La Polonaise et l'état de Nature ?

Deuxième billet de la série où je vais essayer de montrer le pourquoi de la mode de la Polonaise . Cela me permettra aussi d'évoquer un  facteur d'émergence lié au "retour à la nature" (je n'aime pas trop cette expression, on n'en est jamais vraiment parti), à la mode rousseauiste qui sévit.

Commençons par un document tout à fait saisissant que j'ai déniché: ce sont des poésies sur des thème légers, dont la mode publiées entre 1797 et 1800. On est un peu hors de mes bornes chronologiques mais le regard porté quelques quinze ans plus tard sur les diverses robes et leur ordre de succession est intéressant.

Donc, la Polonaise se classe en deuxième ordre d'apparition, juste derrière la Française; après elle arrivent dans l'ordre la Lévite et l'Anglaise; voilà qui est étonnant. Enfin peut-être pas pour tout le monde, mais pour ma part, d'après mes connaissances lacunaires et superficielles j'aurais plutôt classé: Française-anglaise-polonaise-lévite... 
On peut me rétorquer que les Polonaises-lévites-anglaises cohabitent tellement que quinze ans plus tard un auteur satirique peut les mettre dans le désordre, surtout dans une introduction assez vague comme cela... non ! L'auteur récidive un peu plus loin et se montre plus précis: 
Titre : Essai de poésies légères, par F.-V. M***,...
Auteur : Mulot, François-Valentin (1749-1804)
Éditeur : impr. de A. Crass (Mayence)
Date d'édition : 1798
Type : monographie imprimée
Format : In-8° , II-170 p.
Droits : domaine public
Source : Bibliothèque nationale de France, département Littérature et art, 8-YE-1495
La Polonaise est donc morte d'avoir été "commune", très répandue; elle est "courte et vive", on devra se rappeler de ses adjectifs un peu plus loin. 
Et puis petit fait intéressant la Lévite est reconnaissable à son écharpe et est associée à l'église...une nouvelle recherche à venir. 
Je laisse volontairement de côté la robe-chemise qui dépasse mon cadre d'étude pour cette fois (mais le document est intéressant. 

Retour à la question de la classe sociale avec ce récit d'un fait divers:  

Le mot "représentations" est légèrement équivoque; il désigne les dépenses mais aussi l'image donnée de soi; c'est moins net qu'avec la circassienne mais la Polonaise a tout de même une image un peu "légère". 
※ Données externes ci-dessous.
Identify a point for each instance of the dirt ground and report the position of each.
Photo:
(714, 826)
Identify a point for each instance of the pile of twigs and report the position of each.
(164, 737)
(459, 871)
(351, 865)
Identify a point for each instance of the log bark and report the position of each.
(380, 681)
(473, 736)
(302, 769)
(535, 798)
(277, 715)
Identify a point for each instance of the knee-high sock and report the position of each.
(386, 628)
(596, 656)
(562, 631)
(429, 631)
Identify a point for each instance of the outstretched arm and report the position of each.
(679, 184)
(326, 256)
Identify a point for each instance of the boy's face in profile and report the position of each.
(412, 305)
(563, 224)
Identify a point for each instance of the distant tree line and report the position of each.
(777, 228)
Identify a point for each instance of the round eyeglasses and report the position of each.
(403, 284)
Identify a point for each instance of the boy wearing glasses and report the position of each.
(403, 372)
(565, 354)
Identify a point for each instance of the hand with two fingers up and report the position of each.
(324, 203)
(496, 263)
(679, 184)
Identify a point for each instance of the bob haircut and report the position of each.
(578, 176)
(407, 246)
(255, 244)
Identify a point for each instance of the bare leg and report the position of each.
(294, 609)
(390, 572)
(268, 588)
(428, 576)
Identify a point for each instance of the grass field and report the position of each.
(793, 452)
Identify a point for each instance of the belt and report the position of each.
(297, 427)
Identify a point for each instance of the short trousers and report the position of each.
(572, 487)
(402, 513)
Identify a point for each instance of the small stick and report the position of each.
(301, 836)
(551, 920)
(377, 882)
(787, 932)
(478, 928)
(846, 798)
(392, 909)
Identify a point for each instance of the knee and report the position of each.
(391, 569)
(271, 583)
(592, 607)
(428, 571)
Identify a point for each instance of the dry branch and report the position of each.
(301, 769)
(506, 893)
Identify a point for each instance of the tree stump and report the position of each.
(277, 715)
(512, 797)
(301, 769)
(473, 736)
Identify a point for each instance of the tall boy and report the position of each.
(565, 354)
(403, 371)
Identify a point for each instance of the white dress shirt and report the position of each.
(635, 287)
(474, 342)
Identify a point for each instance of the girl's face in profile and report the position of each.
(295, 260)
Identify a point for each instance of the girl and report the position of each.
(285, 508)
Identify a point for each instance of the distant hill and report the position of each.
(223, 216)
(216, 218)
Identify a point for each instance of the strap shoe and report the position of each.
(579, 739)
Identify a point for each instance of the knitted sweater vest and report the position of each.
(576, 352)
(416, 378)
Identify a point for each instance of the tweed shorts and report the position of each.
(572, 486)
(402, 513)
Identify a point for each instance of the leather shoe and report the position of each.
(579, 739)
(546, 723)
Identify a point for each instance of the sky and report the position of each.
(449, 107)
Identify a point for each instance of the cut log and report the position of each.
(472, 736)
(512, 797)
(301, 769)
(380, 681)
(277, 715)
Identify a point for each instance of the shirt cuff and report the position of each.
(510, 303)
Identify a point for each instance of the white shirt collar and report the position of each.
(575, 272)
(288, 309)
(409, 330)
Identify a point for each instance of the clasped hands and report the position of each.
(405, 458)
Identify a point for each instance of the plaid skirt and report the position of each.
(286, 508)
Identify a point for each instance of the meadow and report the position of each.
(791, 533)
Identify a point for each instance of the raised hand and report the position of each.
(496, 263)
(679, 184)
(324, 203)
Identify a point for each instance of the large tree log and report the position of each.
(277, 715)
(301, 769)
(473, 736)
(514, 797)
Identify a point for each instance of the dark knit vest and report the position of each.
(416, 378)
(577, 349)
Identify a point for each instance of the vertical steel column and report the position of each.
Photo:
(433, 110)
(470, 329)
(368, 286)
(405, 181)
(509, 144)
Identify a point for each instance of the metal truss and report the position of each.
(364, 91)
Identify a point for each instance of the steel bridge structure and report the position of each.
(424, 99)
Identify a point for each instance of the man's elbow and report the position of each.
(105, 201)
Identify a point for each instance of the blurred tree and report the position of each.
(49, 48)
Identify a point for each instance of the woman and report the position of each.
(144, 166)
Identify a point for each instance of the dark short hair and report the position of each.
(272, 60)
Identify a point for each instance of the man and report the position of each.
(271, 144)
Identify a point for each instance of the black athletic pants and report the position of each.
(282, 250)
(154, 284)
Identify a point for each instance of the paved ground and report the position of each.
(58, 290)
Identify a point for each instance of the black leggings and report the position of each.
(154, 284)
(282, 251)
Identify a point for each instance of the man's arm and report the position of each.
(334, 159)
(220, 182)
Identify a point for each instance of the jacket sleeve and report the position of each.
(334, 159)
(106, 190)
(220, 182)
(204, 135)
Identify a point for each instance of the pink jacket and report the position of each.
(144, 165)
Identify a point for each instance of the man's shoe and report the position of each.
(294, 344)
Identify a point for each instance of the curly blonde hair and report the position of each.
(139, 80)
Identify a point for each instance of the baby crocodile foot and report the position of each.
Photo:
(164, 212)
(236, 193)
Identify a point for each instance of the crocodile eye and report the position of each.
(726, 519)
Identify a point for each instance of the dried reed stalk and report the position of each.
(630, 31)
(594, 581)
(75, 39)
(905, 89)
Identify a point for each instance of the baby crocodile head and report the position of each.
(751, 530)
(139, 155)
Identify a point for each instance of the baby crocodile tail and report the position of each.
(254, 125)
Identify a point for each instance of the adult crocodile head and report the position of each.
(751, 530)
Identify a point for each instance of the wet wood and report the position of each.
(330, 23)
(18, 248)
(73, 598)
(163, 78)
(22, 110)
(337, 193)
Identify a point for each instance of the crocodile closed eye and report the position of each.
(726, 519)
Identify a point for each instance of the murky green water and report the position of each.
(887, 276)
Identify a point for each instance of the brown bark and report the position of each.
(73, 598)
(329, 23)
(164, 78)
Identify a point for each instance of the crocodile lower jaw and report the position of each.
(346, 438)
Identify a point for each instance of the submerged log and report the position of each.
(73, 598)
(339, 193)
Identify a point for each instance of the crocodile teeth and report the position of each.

Deuxième trace du prix d'une Polonaise et des personnes qui la porte ici: 



"nos grandes dames", "celles qui jouissent d'une brillante fortune"; on l'a compris, il s'agit bien d'une classe sociale aisée qui s'adonne à cette mode (et ruine donc l'industrie).


Les Sottises et les folies parisiennes ; aventures diverses etc., avec quelques pièces curieuses et fort rares : le tout fidèlement recueilli par M. Nougaret. Partie 1
Auteur : Nougaret, Pierre-Jean-Baptiste (1742-1823)
Date d'édition : 1781
Droits : domaine public
Source : Bibliothèque nationale de France, département Philosophie, histoire, sciences de l'homme, 8-Z LE SENNE-7120


Sur le pourquoi de l'émergence de cet engouement pour la Polonaise entre 1770 et 1780 j'ai tissé une isotopie (un réseau de suppositions concordantes) à partir de deux indices; d'abord une petite pièce de théâtre sans grand intérêt:

La Polonaise est donc une robe "galante" "garnie de fleurs". J'ai associé cela à une remarque sur les cahiers des modes; 
15e cahier 5e figure. 



Je conteste fort la date de 1778; elle ne veut pas dire qu'on ne fait des Polonaises qu'à partir de 1778 mais qu'on lui ôte ses ornements excessifs à partir de ce moment là. 
Le lien Rousseau-Polonaise ne m'avait pas sauté aux yeux mais il est pleinement intéressant; en effet ses préceptes en terme d'éducation plus "libre" trouvent écho dans la mode; en voici un autre exemple: 



Ici l'auteur évoque pour la première fois les "bonnes mères" qui aiment la compagnie de leurs enfants et qui n'ont pas "mis en moule" leurs enfants, je pense comprendre qu'ils n'ont pas été emmaillotés et sans doute pas (trop) corseté. Ils ont donc bien une taille "naturelle". Le terme nature apparaît également, ce qui est intéressant. Plus loin dans le même ouvrage l'auteur développe une description de la Polonaise comme évolution vers plus de naturel: 




"moules", "armures", "mesquines", "maussades", "factice", "fausse"... pour l'auteur la Polonaise donne enfin à voir les formes féminines sans artifice.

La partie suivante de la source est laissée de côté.